My father said he never dreamed.  I don’t know if he simply didn’t remember his dreams, or if he never truly reached the sleep state needed to have dreams.  Interesting concept, regardless.  I haven’t heard that from anyone else.

As for me, my dreams are typically very vivid.  They can range from blissful to average to absolutely horrifying.  Last night’s dream (or something) was incredibly disorienting.  I remember waking up early in the morning, getting out of bed to pick up something that had fallen into the floor at some point in the night, and then going back to bed.  Then there was nothing.

It wasn’t so much a deep sleep as a total lack of existence.  When I woke up, or whatever it was that I did, I was incredibly disoriented.  I didn’t know where I was, what time it was, or anything remotely concrete.  My first lucid thought was that I’d slept through my shift.  Considering I work afternoons, that would be highly unlikely.  For a minute there, I truly had only a vague idea of my self and absolutely no idea at all of my surroundings.  Everything was unfamiliar.  Yes, I know that all comes with the multiplicity bit, but this is the first time I’ve ever been aware of being, well, unaware.  That was not a comfortable feeling.

Things have settled back to average now, and I’m thankful for that.  Being disoriented to my own life was a bit on the strange side.

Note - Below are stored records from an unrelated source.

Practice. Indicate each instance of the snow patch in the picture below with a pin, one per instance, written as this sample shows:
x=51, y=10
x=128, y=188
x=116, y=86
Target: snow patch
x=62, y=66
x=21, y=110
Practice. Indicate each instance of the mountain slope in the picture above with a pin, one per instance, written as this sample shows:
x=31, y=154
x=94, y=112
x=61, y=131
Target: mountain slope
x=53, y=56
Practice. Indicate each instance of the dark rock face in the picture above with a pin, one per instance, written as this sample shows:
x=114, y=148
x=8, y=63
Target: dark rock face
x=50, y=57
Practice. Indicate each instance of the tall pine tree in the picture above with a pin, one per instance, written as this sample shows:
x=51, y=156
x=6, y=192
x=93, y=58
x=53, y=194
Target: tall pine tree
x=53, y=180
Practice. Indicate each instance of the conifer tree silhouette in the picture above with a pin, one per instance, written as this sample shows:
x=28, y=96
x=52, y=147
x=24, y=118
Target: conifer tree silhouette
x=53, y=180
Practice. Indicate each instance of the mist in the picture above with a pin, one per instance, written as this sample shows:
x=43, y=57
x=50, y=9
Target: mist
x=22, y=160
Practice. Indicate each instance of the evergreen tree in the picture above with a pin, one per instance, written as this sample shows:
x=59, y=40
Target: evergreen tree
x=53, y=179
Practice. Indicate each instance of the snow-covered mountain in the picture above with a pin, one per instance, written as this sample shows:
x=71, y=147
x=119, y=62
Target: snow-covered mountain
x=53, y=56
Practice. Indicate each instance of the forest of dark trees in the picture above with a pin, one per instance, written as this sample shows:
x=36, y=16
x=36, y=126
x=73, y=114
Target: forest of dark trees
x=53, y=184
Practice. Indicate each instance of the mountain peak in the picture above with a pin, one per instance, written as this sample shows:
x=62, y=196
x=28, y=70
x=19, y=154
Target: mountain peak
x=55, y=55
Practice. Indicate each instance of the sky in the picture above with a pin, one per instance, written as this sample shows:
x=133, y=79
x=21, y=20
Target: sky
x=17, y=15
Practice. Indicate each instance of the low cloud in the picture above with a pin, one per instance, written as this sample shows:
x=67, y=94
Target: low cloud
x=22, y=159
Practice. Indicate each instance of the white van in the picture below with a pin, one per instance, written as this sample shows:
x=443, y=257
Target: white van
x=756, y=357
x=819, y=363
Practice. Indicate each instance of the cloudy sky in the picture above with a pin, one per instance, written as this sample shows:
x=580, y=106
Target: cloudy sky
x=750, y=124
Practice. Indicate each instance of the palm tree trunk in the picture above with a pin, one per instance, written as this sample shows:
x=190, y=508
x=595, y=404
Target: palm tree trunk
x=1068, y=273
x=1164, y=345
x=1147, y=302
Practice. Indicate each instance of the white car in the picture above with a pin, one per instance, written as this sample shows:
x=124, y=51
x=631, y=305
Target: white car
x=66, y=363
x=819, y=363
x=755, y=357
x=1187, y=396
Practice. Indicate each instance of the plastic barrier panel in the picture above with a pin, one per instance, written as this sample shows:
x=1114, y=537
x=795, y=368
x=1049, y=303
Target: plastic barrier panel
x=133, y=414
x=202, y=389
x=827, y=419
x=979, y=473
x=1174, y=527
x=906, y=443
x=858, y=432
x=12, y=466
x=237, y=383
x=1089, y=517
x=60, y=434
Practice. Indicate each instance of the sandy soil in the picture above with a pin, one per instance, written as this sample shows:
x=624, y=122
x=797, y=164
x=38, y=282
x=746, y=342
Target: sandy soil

One thought on “Dream States

  1. I get that sometimes. I assume it’s because I’ve awoken from the wrong part of a sleep cycle. Sometimes I don’t really believe what time it is until I start my shift at work. I need that geographic distance before I can reset myself. It’s like the whole world is just pretending that I’m awake or just pretending to be real or something until that happens. (I think half of it is that I want to convince myself that I should go back to bed.)

    It usually follows, incidentally, believable and quotidian dreams. Once I dreamt that I went to bed and put something on the table next to my bed. When I woke up the next morning, it took hours to shake the feeling that that object ought to have been there.

    My point is, it’s a normal but disconcerting phenomenon. I think, personally, stress triggers it. At least, I’ve been getting it increasingly the last few months and I’m increasingly stressed for the same period.

    And I’ve known lots of folks who can’t remember their dreams. (The only mammals that don’t dream are tree anteaters, incidentally. Unless your father had severe sleeping abnormalities, he dreamt.) I’ve tried convincing them that they dream and just don’t remember it, but they never believe me. I have given up since.